Iya saya tahu di Indonesia Dota 2 rilis lebih dahulu. Namun, secara global LoL telah dirilis sejak 2009, terutama di Korea yang menjadi penyumbang pemain LoL terbanyak setelah server EU, ini karena Korea menjadi 3 server awal setelah US dan EU. Maka dari itu tak aneh bila di sana LoL lebih di gemari.

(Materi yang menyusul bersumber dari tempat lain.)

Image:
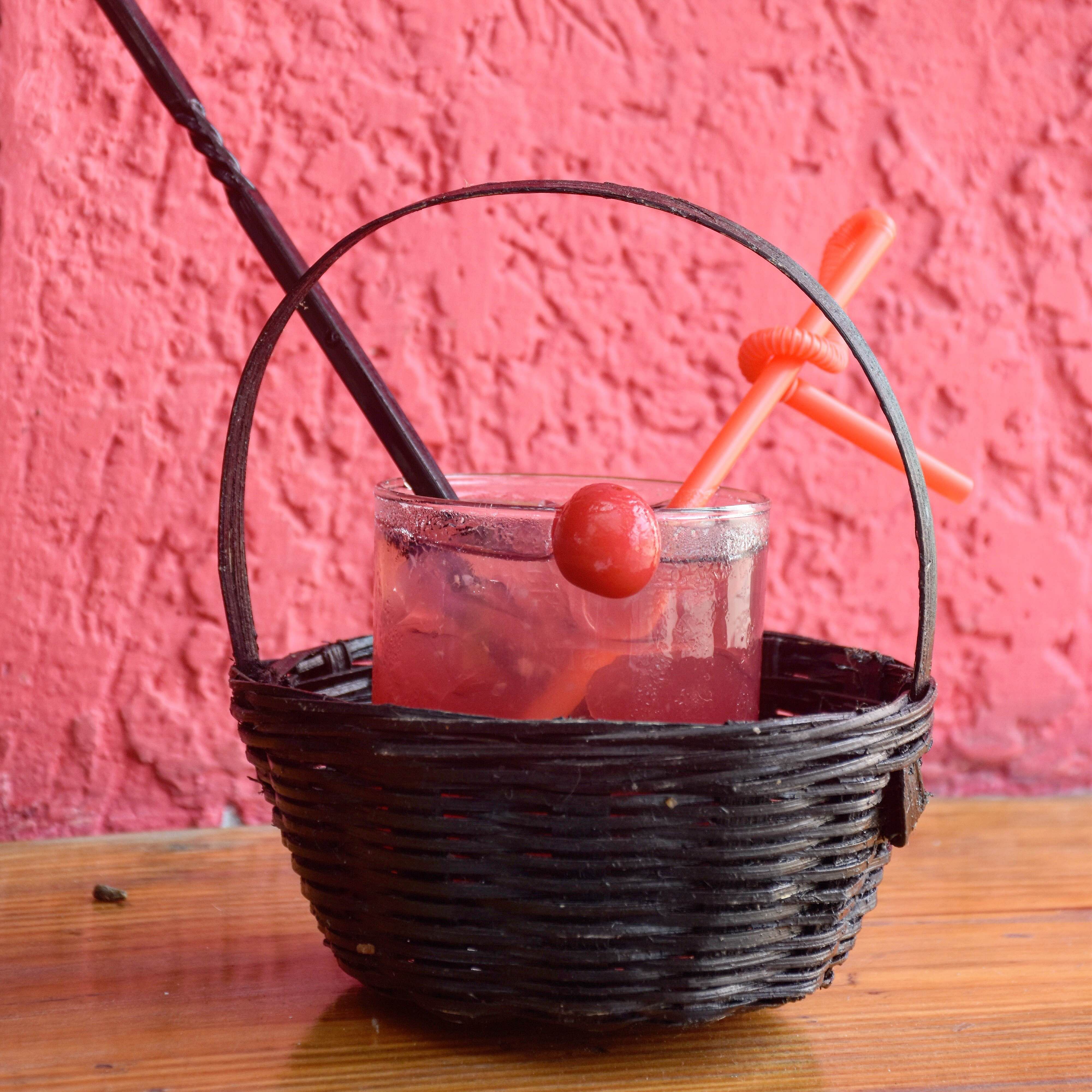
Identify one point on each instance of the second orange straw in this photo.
(875, 234)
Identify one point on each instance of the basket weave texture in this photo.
(580, 871)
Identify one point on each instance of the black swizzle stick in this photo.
(345, 352)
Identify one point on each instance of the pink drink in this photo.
(474, 618)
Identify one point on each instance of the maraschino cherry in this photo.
(607, 541)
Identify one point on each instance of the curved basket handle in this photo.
(233, 557)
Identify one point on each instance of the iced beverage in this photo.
(473, 616)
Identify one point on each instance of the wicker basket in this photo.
(584, 871)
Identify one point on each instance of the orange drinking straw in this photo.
(852, 252)
(876, 440)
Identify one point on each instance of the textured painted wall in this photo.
(543, 334)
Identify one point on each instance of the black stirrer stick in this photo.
(345, 352)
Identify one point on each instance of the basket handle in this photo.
(233, 557)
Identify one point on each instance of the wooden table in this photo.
(974, 974)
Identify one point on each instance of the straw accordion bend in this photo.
(580, 871)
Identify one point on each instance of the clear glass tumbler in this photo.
(473, 615)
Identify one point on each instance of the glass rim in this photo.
(396, 489)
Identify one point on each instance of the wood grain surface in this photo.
(974, 974)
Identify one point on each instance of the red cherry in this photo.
(607, 541)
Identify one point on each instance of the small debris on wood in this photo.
(104, 893)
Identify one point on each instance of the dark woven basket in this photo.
(576, 871)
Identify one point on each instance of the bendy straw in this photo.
(345, 352)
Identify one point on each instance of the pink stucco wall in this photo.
(542, 334)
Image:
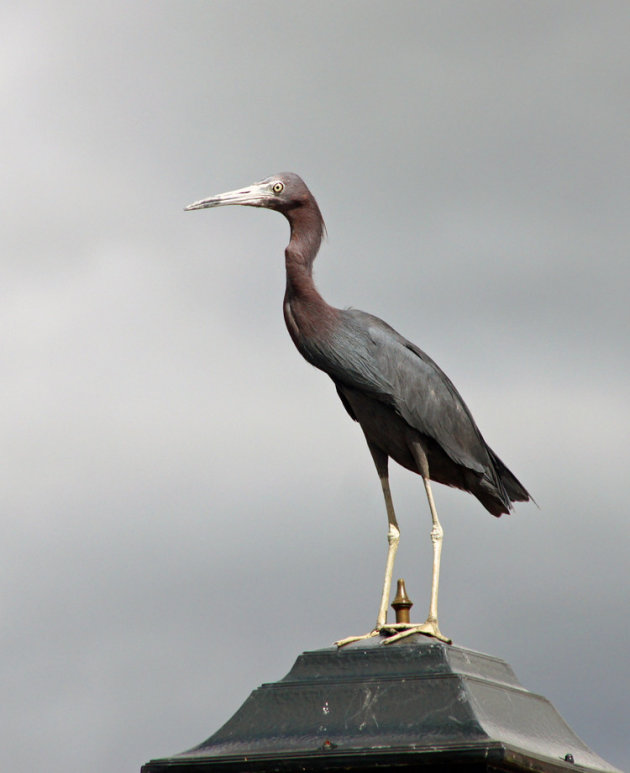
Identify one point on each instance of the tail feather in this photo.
(513, 487)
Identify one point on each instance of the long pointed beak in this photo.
(254, 196)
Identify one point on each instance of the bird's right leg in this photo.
(393, 538)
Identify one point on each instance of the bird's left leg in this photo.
(393, 538)
(430, 626)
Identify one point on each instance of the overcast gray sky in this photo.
(186, 506)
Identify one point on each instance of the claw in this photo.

Gameplay yang mudah dipelajari

Baik League of Legends maupun Dota 2 adalah game yang relatif mudah untuk dimainkan; kedua game memiliki strategi yang cukup kompleks dan komunitas mereka bisa dibilang kejam dan tak kenal ampun kepada pemain noob baru. Tetapi tidak dapat dipungkiri bahwa dari keduanya, mekanika Dota lebih rumit (seperti berbagai turn rates dan creep denial). Terutama untuk orang yang tidak bermain WarCraft 3 Dota, permainan LoL terasa sedikit lebih mendalam dan mungkin sedikit lebih sederhana.

Bisa dimainkan di PC kentang

Dalam hal perangkat keras, LoL relatif tidak terlalu menuntut spesifikasi yang tinggi, misalnya pada Dota 2 spesifikasi minimum processor yang diperlukan 3 GHz sedangkan LoL hanya 2 GHz. Hal ini lumayan berpengaruh sebab kebanyakan orang Asia bermain di warnet, jadi game-game yang dapat berjalan di spesifikasi pc kentang sangat diutamakan oleh pengusaha warnet.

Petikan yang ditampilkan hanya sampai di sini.